I gotta be honest, you've become a lot less exciting :P
Reply 29
Original post by Redolent
I don't see many people who have a problem with the sort who are not loud and overly theatrical.

What are you getting at anyway? Are you trying to imply that not liking overly camp men is homophobic? Because that's not true, homosexuality is a sexual/romantic attraction to the same gender and nothing more, there are no implicit personality traits involved.

I'm saying if you hate people who you think "act gay" the chances are you hate many gay people, it may not because of their orientation but because how they act, but if they are hurting anyone it is no better.

And my point was clear, it is completely sexist to hate men who act feminine.
(edited 11 years ago)
Reply 30
Original post by ed-
So what you are are saying is everyone should just love everyone

Why is it not acceptable to dislike certain groups and certain people. Thought police...


It's not desirable for people to dislike other groups, that's not the same as saying it's not acceptable. What's not acceptable is for people to express their dislike in a manner which potentially harms that other group.
Reply 31
Original post by BooHooRah
I'm saying if you hate people who you think "act gay" the chances are you hate many gay people, it may not because of their orientation but how they act but if they are hurting anyone it is no better.

And my point was clear, it is complete sexist to hate men who act feminine.


When you say "act gay" do you mean "act camp"? Are you attacking the people who don't know the difference, or people who have no problem with homosexuality in itself but find overly camp people annoying?
Reply 32
Original post by ed-
So what you are are saying is everyone should just love everyone

Why is it not acceptable to dislike certain groups and certain people. Thought police...


No dislike what you want but think about WHY you dislike it. If you dislike men who act feminine that is because of sexism, that's the truth. Unless you hate feminine people all together?
Reply 33
Original post by BooHooRah
No dislike what you want but think about WHY you dislike it. If you dislike men who act feminine that is because of sexism, that's the truth. Unless you hate feminine people all together?


Camp definition: "Deliberately exaggerated and theatrical in style, typically for humorous effect."

That is not the same as being a bit feminine.
Reply 34
Original post by Redolent
When you say "act gay" do you mean "act camp"? Are you attacking the people who don't know the difference, or people who have no problem with homosexuality in itself but find overly camp people annoying?

I mean for showing feminine qualities, things men are called "gay" "pussy" or "fag" for doing.
Reply 35
Camp is a personality type, homosexuality is not. I see no problem with hating certain personality types since someone's personality can and probably will change over time whereas sexuality will not. Don't conflate the two as the one thing to make it seem like hating camp people is offensive.
Reply 36
Original post by Redolent
Camp definition: "Deliberately exaggerated and theatrical in style, typically for humorous effect."

That is not the same as being a bit feminine.

But it is used to mean that often.
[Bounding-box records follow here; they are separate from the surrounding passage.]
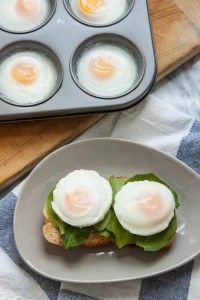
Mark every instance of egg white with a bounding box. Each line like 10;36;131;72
69;0;129;25
76;43;138;97
52;170;112;227
0;0;50;32
114;180;175;236
0;51;58;105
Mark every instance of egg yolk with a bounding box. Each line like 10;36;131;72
65;190;92;214
138;191;168;225
16;0;38;17
90;57;115;80
12;63;38;84
79;0;103;14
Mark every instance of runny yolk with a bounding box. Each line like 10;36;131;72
65;190;92;214
78;0;103;14
16;0;39;17
12;63;38;84
89;57;115;80
138;191;168;224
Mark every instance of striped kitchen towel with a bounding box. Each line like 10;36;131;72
0;96;200;300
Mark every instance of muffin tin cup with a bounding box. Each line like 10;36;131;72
70;33;145;99
63;0;135;27
0;0;57;34
0;41;64;107
0;0;156;121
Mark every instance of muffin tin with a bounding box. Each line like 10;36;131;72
0;0;156;121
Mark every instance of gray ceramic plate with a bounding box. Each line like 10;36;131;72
14;139;200;283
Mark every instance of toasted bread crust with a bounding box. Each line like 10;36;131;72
43;205;115;248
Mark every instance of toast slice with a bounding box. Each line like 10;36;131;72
43;206;115;247
43;176;175;248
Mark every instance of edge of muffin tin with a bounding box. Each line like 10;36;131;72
0;0;156;121
0;40;64;107
63;0;135;28
0;0;57;34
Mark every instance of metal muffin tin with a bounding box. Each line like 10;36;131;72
0;0;156;121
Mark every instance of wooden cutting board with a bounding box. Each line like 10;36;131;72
0;0;200;189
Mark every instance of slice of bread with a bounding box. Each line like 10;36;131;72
43;206;115;247
43;177;175;248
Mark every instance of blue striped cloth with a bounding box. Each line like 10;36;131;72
0;55;200;300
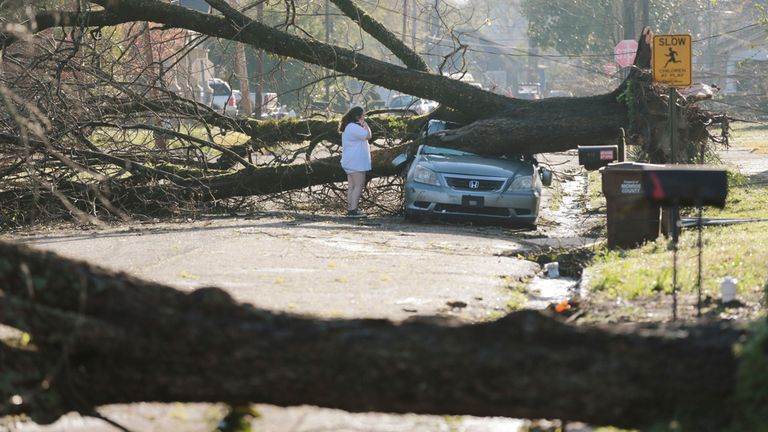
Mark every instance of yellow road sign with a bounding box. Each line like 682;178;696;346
653;35;693;87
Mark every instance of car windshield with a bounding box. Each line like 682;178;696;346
421;145;477;156
389;96;417;108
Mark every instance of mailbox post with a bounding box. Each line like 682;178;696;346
643;165;728;320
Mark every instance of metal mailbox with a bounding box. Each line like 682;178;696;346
643;165;728;208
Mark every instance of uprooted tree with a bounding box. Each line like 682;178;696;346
0;0;712;225
0;0;768;430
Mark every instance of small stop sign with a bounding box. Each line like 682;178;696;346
613;39;637;67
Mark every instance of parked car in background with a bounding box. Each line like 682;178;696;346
387;95;437;115
393;120;552;228
243;92;280;119
208;78;243;116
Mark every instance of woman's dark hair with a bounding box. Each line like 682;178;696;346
339;107;365;133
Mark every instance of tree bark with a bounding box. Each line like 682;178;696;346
0;243;742;431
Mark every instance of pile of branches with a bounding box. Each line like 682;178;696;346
0;27;424;228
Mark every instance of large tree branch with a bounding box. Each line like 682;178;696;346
0;243;741;431
22;0;516;118
331;0;429;72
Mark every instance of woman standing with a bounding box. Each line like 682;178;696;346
339;106;371;218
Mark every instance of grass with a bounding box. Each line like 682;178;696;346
588;167;768;306
589;223;768;300
586;171;605;211
731;123;768;154
587;120;768;308
547;177;563;213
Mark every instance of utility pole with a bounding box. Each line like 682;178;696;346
427;0;440;66
141;21;168;151
400;0;408;43
622;0;637;78
411;0;416;51
325;0;331;102
253;2;264;118
622;0;637;40
643;0;651;28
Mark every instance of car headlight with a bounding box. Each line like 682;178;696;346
509;176;533;190
413;165;440;186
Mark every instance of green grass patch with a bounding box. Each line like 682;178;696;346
589;174;768;299
731;123;768;153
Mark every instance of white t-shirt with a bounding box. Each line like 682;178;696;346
341;123;371;172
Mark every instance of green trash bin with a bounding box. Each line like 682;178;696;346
600;162;659;249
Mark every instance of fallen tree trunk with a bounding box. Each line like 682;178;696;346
0;243;742;431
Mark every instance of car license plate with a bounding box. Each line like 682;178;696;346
461;195;485;208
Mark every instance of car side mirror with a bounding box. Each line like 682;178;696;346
539;167;552;186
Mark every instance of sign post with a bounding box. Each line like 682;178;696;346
651;35;693;321
613;39;637;78
653;35;693;87
652;35;693;163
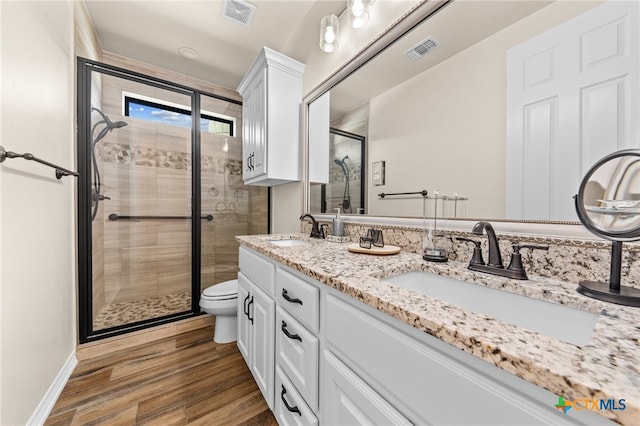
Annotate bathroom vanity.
[237,234,640,425]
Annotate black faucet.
[471,222,504,269]
[300,213,325,238]
[458,222,549,280]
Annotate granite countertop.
[236,234,640,424]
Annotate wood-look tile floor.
[45,327,277,426]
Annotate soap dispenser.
[332,208,344,237]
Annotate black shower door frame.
[76,57,242,343]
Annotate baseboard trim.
[27,351,78,426]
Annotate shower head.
[333,155,349,166]
[333,155,349,178]
[91,107,129,131]
[91,107,129,146]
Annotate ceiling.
[85,0,553,111]
[85,0,346,89]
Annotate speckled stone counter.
[236,234,640,425]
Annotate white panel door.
[506,0,640,220]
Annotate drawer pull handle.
[242,293,251,318]
[282,321,302,342]
[280,385,302,417]
[247,296,253,324]
[282,288,302,305]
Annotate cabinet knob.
[281,321,302,342]
[280,385,302,417]
[282,288,302,305]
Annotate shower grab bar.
[109,213,213,222]
[0,146,79,180]
[378,189,427,198]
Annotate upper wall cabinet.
[238,47,304,186]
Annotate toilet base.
[213,315,238,343]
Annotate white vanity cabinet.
[276,267,320,412]
[238,247,612,426]
[238,47,304,186]
[237,248,275,410]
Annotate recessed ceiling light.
[178,47,200,60]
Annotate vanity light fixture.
[347,0,372,28]
[320,13,340,53]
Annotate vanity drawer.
[274,366,318,426]
[238,247,276,296]
[276,306,319,410]
[276,268,320,333]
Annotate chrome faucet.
[471,222,504,268]
[300,213,326,238]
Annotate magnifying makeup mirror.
[574,150,640,307]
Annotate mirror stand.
[578,241,640,307]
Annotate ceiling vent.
[222,0,256,27]
[404,36,440,61]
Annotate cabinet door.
[243,68,267,178]
[242,87,255,181]
[249,284,275,410]
[238,272,251,365]
[322,351,411,425]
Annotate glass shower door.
[84,65,196,333]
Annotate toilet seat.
[201,280,238,300]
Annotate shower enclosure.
[310,127,365,214]
[78,59,269,342]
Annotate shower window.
[78,59,269,342]
[123,94,236,136]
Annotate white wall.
[0,1,76,425]
[367,1,598,218]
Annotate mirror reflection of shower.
[91,107,129,221]
[333,155,353,213]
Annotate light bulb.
[320,14,340,53]
[349,0,369,28]
[324,26,336,43]
[351,0,364,16]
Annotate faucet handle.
[320,223,329,238]
[456,237,485,265]
[513,244,549,251]
[507,243,549,279]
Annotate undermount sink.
[269,238,311,247]
[384,271,598,346]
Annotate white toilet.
[200,280,238,343]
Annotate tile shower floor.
[93,291,191,330]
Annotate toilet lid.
[202,280,238,299]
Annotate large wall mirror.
[306,0,640,222]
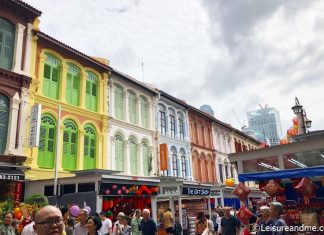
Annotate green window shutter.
[143,143,149,176]
[128,92,137,124]
[0,18,15,70]
[84,124,97,170]
[129,139,138,175]
[115,86,124,120]
[37,114,56,169]
[0,94,10,154]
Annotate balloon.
[262,180,285,197]
[295,177,319,205]
[232,182,251,201]
[225,179,235,187]
[70,205,80,217]
[236,206,253,224]
[84,206,91,214]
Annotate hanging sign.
[28,104,42,148]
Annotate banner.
[160,144,168,171]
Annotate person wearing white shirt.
[99,211,112,235]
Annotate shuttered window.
[62,119,78,171]
[0,18,15,70]
[141,96,149,128]
[142,141,152,176]
[0,94,10,154]
[83,124,97,170]
[114,84,124,120]
[115,135,125,171]
[66,64,80,106]
[128,91,137,124]
[37,114,56,169]
[86,71,98,112]
[43,54,61,99]
[129,138,138,175]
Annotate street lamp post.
[291,97,312,135]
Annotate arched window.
[62,119,78,171]
[169,109,175,138]
[141,96,149,128]
[178,113,184,140]
[37,114,56,169]
[83,124,97,170]
[159,104,166,135]
[43,53,61,99]
[171,146,179,177]
[86,71,98,112]
[0,18,15,70]
[128,91,137,124]
[180,149,187,178]
[66,64,80,106]
[114,84,124,120]
[115,134,125,171]
[0,93,10,154]
[128,137,138,175]
[142,140,152,176]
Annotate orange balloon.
[293,117,298,125]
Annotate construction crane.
[231,109,246,130]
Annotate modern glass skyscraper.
[247,105,282,146]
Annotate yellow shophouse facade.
[25,31,111,180]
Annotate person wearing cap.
[140,209,157,235]
[99,211,112,235]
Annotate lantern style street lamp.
[291,97,312,135]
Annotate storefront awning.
[239,166,324,182]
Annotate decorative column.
[37,53,46,95]
[77,129,84,170]
[124,90,130,123]
[23,23,36,77]
[80,69,87,109]
[96,133,106,169]
[59,63,69,103]
[137,143,144,176]
[17,87,29,155]
[12,23,26,73]
[124,140,131,175]
[110,136,116,170]
[100,73,108,115]
[136,96,144,127]
[108,81,116,117]
[5,92,20,155]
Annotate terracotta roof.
[111,68,159,94]
[10,0,42,16]
[34,31,112,71]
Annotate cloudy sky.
[25,0,324,134]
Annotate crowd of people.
[0,205,157,235]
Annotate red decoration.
[262,180,285,198]
[232,182,251,202]
[295,177,319,205]
[236,206,253,224]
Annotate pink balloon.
[70,205,80,217]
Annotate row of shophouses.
[0,0,260,223]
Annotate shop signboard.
[182,187,210,196]
[160,144,168,171]
[99,183,159,196]
[28,104,42,148]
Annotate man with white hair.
[113,212,125,235]
[140,209,157,235]
[256,206,273,235]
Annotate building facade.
[189,107,216,183]
[156,91,192,180]
[247,105,282,146]
[108,71,158,176]
[25,31,110,180]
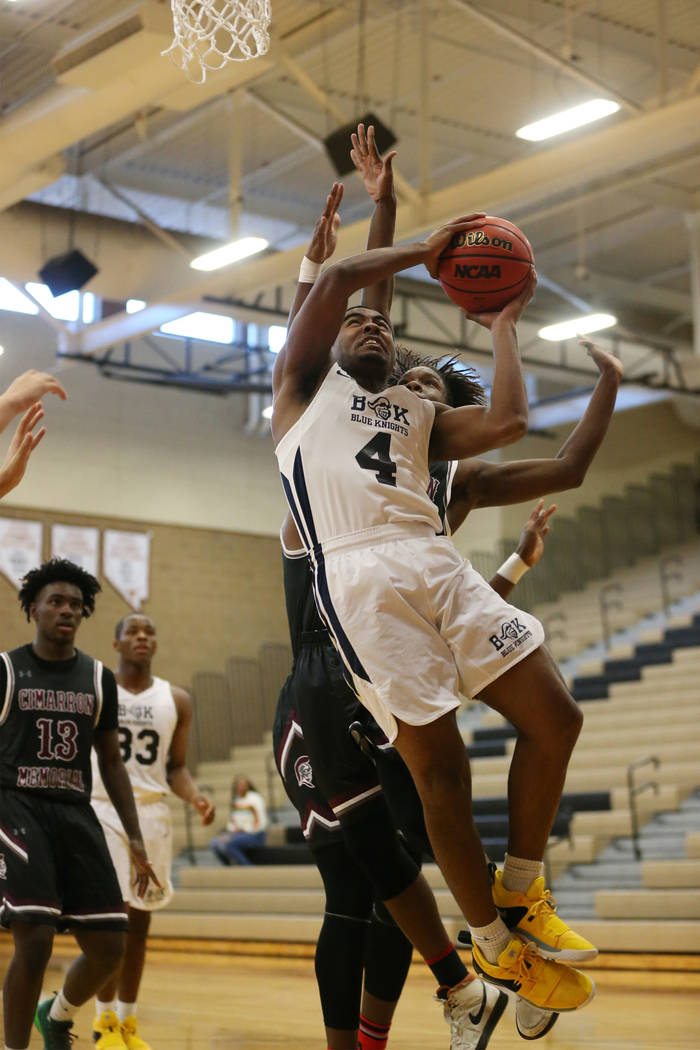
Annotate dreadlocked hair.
[391,343,486,408]
[17,558,102,620]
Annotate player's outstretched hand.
[423,211,486,277]
[129,839,163,897]
[351,124,397,204]
[2,369,68,415]
[306,183,343,263]
[0,402,46,499]
[464,269,537,329]
[515,500,556,568]
[192,792,216,824]
[578,335,624,379]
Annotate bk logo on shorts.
[489,616,532,656]
[294,755,314,788]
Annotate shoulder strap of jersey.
[92,659,103,726]
[0,653,15,726]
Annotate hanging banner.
[102,528,151,610]
[51,525,100,576]
[0,518,42,590]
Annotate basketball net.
[161,0,272,84]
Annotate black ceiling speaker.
[323,113,397,175]
[39,248,98,295]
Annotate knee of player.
[416,751,471,807]
[552,694,584,748]
[129,907,151,941]
[12,923,56,970]
[84,930,126,973]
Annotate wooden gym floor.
[0,936,700,1050]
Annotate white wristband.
[299,255,323,285]
[496,554,530,584]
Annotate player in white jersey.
[92,613,215,1050]
[272,206,595,1010]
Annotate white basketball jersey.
[275,364,442,554]
[92,678,177,803]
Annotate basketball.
[438,215,534,314]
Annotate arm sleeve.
[97,667,119,733]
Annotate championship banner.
[51,525,100,576]
[102,528,151,610]
[0,518,43,590]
Just like the definition of gay isn't girly. :rolleyes:
Reply 37
Original post by BooHooRah
But negativity, arrogance and bigotry are negative traits, acting feminine isn't.


What was said is completely fine. I don't see your issue. Are you saying every person has to like every single personality? I'm sure there are people you don't get along with, do you like every personality trait in the world?

Be a little realistic. I don't hang around with quiet or loud people because I don't gel with them well. Is that a bad thing?
Reply 38
Original post by Kiss
Camp is a personality type, homosexuality is not. I see no problem with hating certain personality types since someone's personality can and probably will change over time whereas sexuality will not. Don't conflate the two as the one thing to make it seem like hating camp people is offensive.


Exactly what I'm saying! You made a very good point.
Reply 39
I don't like camp on anyone. Male/Female. I don't like to associate or interact with people who are flamboyant and loud.